I believe Lemmas 3.2 and 3.3, but I would recommend adding explicit proofs (maybe in the appendix).
page 9: It's a bit confusing that the steps $\sigma(0), \sigma(1), \dots$ are one more than I'd expect. It seems like you want them intuitively to identify the step at which a target reaction is executed, or becomes in applicable, i.e., to be the step that takes you from one epoch to the next epoch, but it's actually one after that.
I'm having a lot of trouble understanding the notion of temporal cost. The introduction made it sound like the main contribution of the paper is a definition of "adversarial time", i.e., a way to define the time taken by a CRN when an adversary, rather than a stochastic scheduler running Gillespie's algorithm, is determining the execution. So I expected probabilities and expected values to disappear from the definition, the same way that adversarial correctness (a.k.a. stable computation) can be defined purely with reachability without referencing probabilities. But then here is the key concept of the whole contribution, the way that we connect the adversary's choices about an execution to a definition of time, and now there's an expected value taken over some probability distribution on executions.

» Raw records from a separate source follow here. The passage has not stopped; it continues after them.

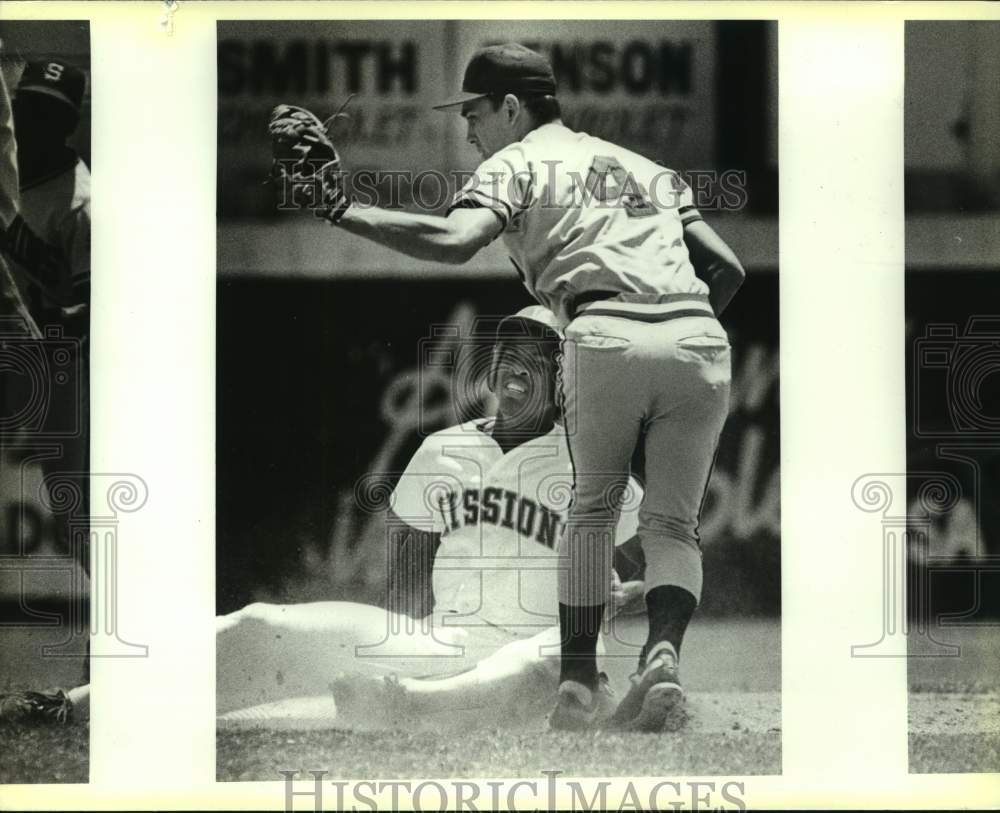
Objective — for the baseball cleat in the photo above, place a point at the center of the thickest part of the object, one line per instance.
(655, 695)
(35, 707)
(579, 708)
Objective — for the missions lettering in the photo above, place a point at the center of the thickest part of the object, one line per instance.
(501, 507)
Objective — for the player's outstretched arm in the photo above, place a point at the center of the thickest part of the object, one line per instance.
(453, 239)
(714, 262)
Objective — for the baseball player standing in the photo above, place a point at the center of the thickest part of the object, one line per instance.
(613, 244)
(48, 245)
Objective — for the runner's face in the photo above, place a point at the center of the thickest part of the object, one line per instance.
(526, 382)
(488, 130)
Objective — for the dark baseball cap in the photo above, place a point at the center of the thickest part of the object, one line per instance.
(502, 69)
(54, 78)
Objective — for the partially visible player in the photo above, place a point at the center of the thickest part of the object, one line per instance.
(47, 245)
(14, 311)
(491, 496)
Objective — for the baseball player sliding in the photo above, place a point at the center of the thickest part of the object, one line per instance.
(491, 495)
(613, 244)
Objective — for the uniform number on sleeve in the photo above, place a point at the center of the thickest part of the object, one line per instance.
(609, 182)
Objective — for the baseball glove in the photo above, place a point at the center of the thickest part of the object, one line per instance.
(305, 157)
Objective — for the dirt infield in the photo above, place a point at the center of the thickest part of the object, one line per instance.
(732, 725)
(954, 703)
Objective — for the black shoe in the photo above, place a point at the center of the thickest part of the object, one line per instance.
(655, 696)
(35, 707)
(580, 709)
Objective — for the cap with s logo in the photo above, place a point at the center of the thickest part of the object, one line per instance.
(502, 69)
(54, 78)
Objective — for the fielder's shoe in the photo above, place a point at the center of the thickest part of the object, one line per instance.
(655, 696)
(578, 708)
(35, 707)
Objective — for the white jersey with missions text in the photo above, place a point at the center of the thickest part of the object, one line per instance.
(582, 216)
(500, 517)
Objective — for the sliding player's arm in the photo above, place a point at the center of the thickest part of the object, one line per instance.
(714, 262)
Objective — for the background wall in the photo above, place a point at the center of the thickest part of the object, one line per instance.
(952, 154)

Now, clearly this is a different definition, and maybe a simpler one without probabilities doesn't work. But somehow I feel some intuitive explanation and justification of this temporal cost definition is lacking here.
page 15: "Unfortunately, the technique of [AAE08a] fails once we switch to the adversarial scheduler assumed in the current paper."

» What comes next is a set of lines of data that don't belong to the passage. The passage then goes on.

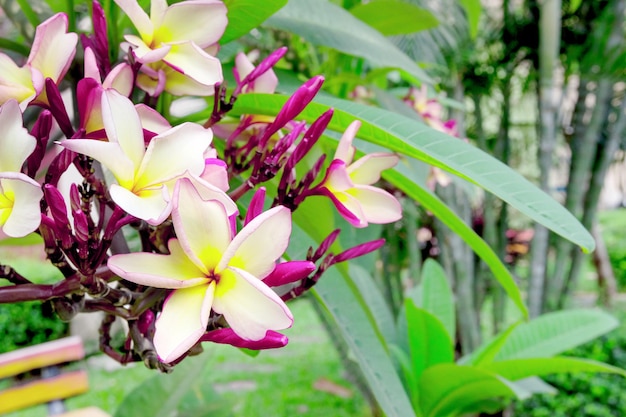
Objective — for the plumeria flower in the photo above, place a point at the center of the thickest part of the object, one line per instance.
(50, 57)
(172, 45)
(209, 269)
(19, 194)
(349, 187)
(144, 177)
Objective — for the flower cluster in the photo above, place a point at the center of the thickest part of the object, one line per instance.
(137, 211)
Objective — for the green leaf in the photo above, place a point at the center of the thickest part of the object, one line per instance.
(340, 296)
(448, 217)
(515, 369)
(406, 366)
(394, 17)
(554, 333)
(472, 11)
(182, 393)
(429, 342)
(375, 300)
(488, 351)
(449, 390)
(325, 24)
(411, 138)
(437, 297)
(245, 15)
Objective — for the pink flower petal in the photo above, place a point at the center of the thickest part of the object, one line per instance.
(151, 205)
(173, 152)
(202, 22)
(189, 59)
(183, 321)
(108, 154)
(161, 271)
(202, 226)
(25, 216)
(367, 169)
(16, 144)
(260, 243)
(53, 48)
(345, 150)
(249, 306)
(16, 83)
(378, 205)
(139, 17)
(122, 125)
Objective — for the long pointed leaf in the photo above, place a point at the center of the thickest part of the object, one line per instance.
(429, 342)
(450, 390)
(554, 333)
(437, 297)
(409, 137)
(341, 298)
(515, 369)
(326, 24)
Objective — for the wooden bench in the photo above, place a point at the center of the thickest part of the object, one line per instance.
(37, 377)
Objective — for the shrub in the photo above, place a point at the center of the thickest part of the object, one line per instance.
(28, 323)
(585, 395)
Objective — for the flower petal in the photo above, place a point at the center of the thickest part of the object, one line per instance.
(122, 125)
(16, 144)
(179, 84)
(120, 78)
(189, 59)
(202, 22)
(249, 306)
(25, 216)
(108, 154)
(260, 243)
(161, 271)
(152, 120)
(208, 192)
(337, 178)
(173, 152)
(201, 226)
(15, 82)
(53, 48)
(183, 321)
(367, 169)
(378, 205)
(345, 150)
(151, 205)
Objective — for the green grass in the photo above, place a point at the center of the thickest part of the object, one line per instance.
(275, 383)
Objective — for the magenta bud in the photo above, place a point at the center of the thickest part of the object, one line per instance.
(101, 41)
(146, 319)
(272, 339)
(359, 250)
(256, 205)
(56, 203)
(294, 105)
(75, 200)
(57, 108)
(81, 226)
(310, 138)
(41, 131)
(260, 69)
(326, 244)
(288, 272)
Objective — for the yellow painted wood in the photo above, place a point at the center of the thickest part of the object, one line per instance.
(43, 390)
(85, 412)
(39, 356)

It would be worth explaining their trick (which is fairly simple), and then walking through an intuitively explanation of why it doesn't work, i.e., how the adversary defined in this paper could force a runtime of larger than constant.

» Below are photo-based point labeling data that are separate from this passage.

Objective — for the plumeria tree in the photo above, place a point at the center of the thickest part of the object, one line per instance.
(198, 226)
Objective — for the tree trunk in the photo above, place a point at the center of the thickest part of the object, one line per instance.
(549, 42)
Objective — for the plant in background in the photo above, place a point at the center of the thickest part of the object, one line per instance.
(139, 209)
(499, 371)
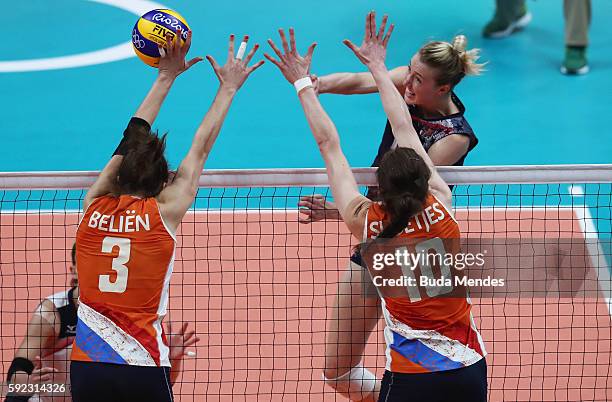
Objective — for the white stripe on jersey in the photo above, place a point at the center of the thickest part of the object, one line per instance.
(124, 344)
(448, 347)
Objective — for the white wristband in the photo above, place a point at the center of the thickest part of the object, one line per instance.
(302, 83)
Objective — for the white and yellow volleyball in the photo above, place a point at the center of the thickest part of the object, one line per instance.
(150, 31)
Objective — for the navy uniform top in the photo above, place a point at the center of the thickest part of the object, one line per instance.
(431, 131)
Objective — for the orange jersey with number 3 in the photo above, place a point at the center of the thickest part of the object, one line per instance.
(125, 255)
(426, 334)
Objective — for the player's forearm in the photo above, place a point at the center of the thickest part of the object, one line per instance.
(347, 83)
(149, 109)
(396, 110)
(175, 370)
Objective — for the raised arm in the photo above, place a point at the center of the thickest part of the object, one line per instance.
(372, 53)
(296, 68)
(356, 83)
(178, 342)
(177, 197)
(171, 64)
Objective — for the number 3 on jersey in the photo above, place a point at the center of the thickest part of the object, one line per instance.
(118, 265)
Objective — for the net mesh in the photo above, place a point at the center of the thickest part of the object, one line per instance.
(257, 286)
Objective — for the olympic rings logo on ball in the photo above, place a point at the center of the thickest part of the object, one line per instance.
(170, 22)
(137, 41)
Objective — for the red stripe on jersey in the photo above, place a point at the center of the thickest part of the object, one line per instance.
(128, 325)
(399, 364)
(78, 354)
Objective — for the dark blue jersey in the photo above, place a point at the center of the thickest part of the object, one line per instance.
(431, 131)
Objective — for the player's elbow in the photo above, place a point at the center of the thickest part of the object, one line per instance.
(328, 143)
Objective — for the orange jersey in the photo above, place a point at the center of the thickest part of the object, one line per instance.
(125, 255)
(425, 333)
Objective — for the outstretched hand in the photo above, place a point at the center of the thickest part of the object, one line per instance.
(373, 49)
(292, 65)
(179, 341)
(235, 71)
(172, 61)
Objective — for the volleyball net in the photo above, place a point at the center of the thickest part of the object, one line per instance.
(257, 286)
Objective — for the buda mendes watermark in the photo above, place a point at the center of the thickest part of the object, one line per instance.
(419, 268)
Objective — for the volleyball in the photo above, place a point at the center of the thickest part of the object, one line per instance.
(150, 31)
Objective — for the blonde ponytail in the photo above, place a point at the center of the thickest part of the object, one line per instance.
(451, 60)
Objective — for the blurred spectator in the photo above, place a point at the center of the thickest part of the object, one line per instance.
(512, 15)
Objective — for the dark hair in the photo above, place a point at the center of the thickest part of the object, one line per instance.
(403, 180)
(144, 169)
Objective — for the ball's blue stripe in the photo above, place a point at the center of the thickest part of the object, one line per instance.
(167, 20)
(143, 44)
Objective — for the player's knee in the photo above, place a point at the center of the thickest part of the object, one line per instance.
(357, 384)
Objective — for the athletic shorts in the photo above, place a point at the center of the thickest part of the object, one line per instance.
(106, 382)
(467, 384)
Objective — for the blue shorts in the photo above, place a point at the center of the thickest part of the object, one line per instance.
(467, 384)
(104, 382)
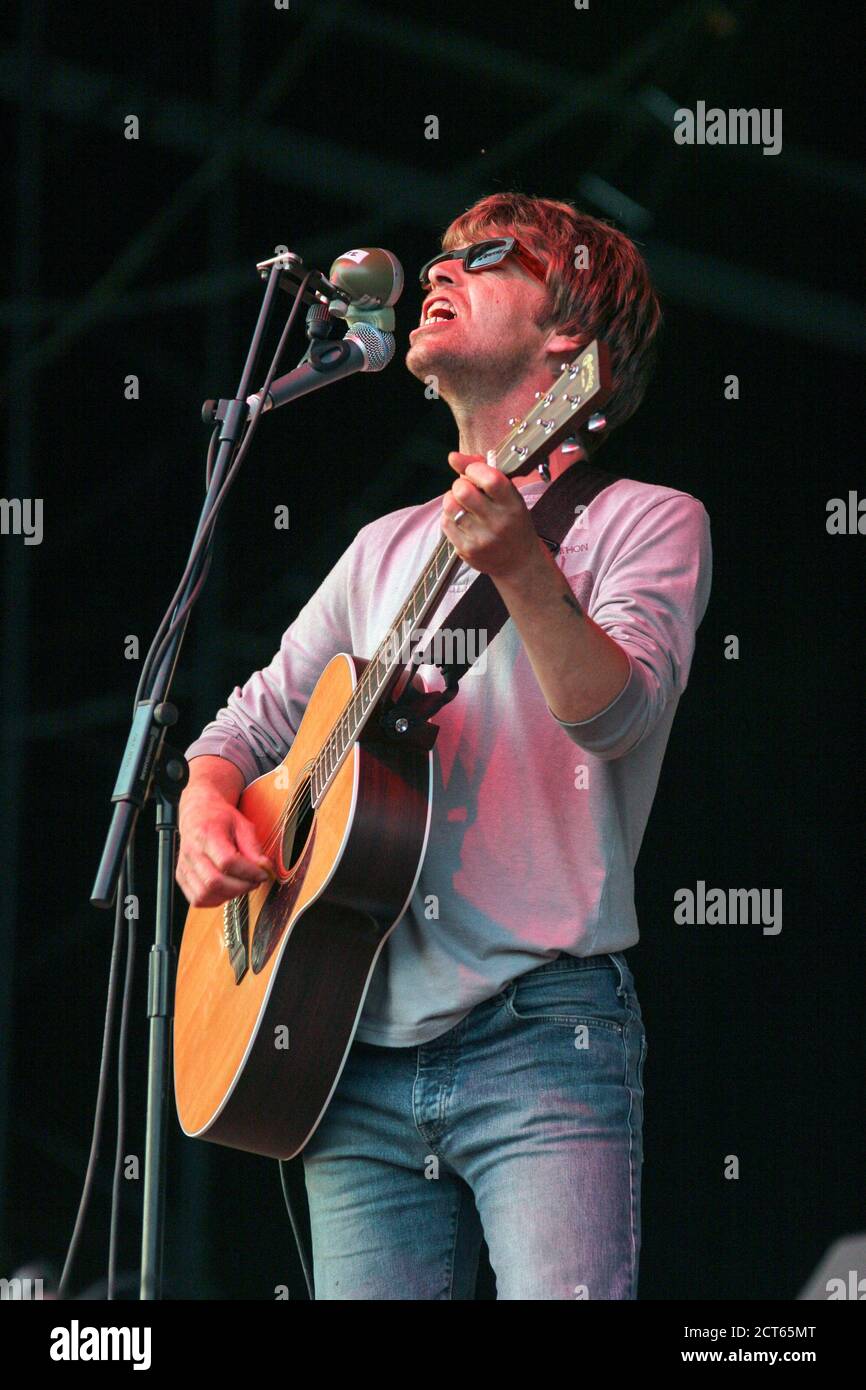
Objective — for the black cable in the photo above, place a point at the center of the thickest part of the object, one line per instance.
(102, 1090)
(198, 562)
(306, 1262)
(121, 1079)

page 18: Obtaining Vote Amplified CRDs
Somewhere earlier the paper mentions that unlike with strong fairness, with weak fairness you can't simply take the cross product of two protocols to run them in parallel and expect them both to keep working. The standard way of vote amplifying (e.g, in [AAE08a]) involves letting the original voters be permanent voters and the other species be fluid voters, i.e., create two functionally identical versions of each non-permanent-voter species, and then have the vote amplification run in parallel with the original protocol. It seems this is not how this construction is working presumably because of the possibility of the parallel protocol failing under weak fairness.
I think what's happening is that the "startup gadget" is making a large number of copies of fluid voters whose *only* role is to vote, and not otherwise participate in the original protocol, so that it's really happening in "parallel" in the test tube, but not in parallel within any one species, each of whom is either a fluid voter, or a participant in the original protocol. It's worth pointing this out explicitly, and with some intuitive explanation similar to what I just said, if that's indeed accurate.
page 19: Please give an intuitive explanation of Proposition 8.5, e.g., "predicates stably decidable under weak fairness are closed under Boolean operations."